As we know, Google has sold off the handset making part of Motorola Mobility. And the headlines are that Google must have made a massive loss on this whole adventure. It depends upon who you read, that loss might have been $9 billion, $7 billion or even $5.5 billion. But the truth is rather more complex than that and it's entirely possible that Google has actually made a profit from the whole deal. Not certain, only possible, because of the tax losses that existed within Motorola at the time it was bought:
"The tax benefits of the deal make what was a good deal into a great deal," said Robert Willens, a New York accounting and tax expert. He estimated that through the acquisition, Google can expect to reap $700m a year in tax deductions from future profits each year through 2019. Google also will be able to immediately reduce its taxes by $1bn due to Motorola Mobility's US net operating loss, and by a further $700m due to its foreign operating loss, he said.
Let's just run through all of the numbers from the top.
The purchase price of Motorola Mobility was $12.5 billion. That's what Google actually shelled out. They then got back $2.3 billion by selling the set top arm to Arris for $2.3 billion. They've then just got $2.9 billion from Lenovo for the handset making part.
At this point we could say that Google has therefore lost, roughly, $7 billion. However, Motorola also had $3 billion of cash in it at the time of purchase: that's certainly not moving over to Lenovo. So a $4 billion loss now.
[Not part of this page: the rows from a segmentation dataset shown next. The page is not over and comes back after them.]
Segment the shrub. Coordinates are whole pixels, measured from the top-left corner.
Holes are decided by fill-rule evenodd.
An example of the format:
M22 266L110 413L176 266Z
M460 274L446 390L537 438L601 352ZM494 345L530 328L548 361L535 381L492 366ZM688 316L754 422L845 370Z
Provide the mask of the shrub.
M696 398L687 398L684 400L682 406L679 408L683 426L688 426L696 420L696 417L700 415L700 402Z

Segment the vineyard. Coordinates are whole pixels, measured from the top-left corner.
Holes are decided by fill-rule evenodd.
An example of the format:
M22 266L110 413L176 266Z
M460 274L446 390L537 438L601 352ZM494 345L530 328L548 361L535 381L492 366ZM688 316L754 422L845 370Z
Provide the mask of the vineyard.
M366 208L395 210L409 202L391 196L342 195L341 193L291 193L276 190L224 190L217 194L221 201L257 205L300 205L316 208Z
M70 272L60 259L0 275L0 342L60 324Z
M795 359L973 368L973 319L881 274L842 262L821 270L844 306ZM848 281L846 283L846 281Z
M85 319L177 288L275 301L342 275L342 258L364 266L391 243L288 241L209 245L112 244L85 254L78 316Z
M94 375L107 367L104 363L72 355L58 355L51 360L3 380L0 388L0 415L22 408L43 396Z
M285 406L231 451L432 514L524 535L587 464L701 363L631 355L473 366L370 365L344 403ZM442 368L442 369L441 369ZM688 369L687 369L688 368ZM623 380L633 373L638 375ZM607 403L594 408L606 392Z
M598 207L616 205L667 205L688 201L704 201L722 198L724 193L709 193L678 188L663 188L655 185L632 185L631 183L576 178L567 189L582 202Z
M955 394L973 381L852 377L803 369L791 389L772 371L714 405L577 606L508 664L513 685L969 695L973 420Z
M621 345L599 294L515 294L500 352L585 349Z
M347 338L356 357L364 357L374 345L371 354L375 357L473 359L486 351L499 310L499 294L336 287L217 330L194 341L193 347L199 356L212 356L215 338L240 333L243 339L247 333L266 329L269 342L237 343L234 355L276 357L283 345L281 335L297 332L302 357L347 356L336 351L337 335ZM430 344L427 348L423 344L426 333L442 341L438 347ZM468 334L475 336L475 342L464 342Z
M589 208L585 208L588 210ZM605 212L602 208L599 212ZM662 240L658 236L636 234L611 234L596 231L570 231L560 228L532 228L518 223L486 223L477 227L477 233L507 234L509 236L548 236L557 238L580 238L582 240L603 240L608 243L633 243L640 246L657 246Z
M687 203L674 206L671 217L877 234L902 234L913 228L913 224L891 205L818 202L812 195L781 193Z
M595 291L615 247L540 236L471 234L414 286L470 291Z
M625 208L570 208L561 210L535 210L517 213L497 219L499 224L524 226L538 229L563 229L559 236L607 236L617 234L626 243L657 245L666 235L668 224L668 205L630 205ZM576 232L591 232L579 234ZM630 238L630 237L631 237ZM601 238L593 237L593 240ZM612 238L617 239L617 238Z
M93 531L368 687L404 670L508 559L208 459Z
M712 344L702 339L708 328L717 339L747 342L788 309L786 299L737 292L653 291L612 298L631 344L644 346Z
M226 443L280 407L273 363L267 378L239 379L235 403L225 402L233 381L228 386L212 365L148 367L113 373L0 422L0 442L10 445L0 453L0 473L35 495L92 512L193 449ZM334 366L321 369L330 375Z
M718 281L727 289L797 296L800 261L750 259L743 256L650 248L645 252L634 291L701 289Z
And then we've got those tax losses. A law change in 2009 does mean that Google can use them to offset its own US taxes to there's that $700 million a year right there. And sure, we might think that they could only do that for the two years or so they owned the company.
However, it's possible that Google didn't in fact sell the entire Motorola handset operation to Lenovo. They retained the patents and also the high end research part responsible for Project ARA and the like. This would mean that they could quite well have retained those tax losses.
Then to make things even more complicated Motorola of course made losses while Google owned it. All of which leads to something of a fog, a cloud of doubt, over what really happened here.
But it's certainly possible that those tax losses meant that Google didn't actually lose any cash at all on the whole deal: and that they got that patent stash for free.
Maybe: and the accounting is never likely to become public knowledge. However, there is one further point we can make. If a company makes a disposal of a subsidiary that leaves the company with a material loss it is supposed to tell us all that via a release to the SEC. There has been no such release: so we might assume that there hasn't been a large loss.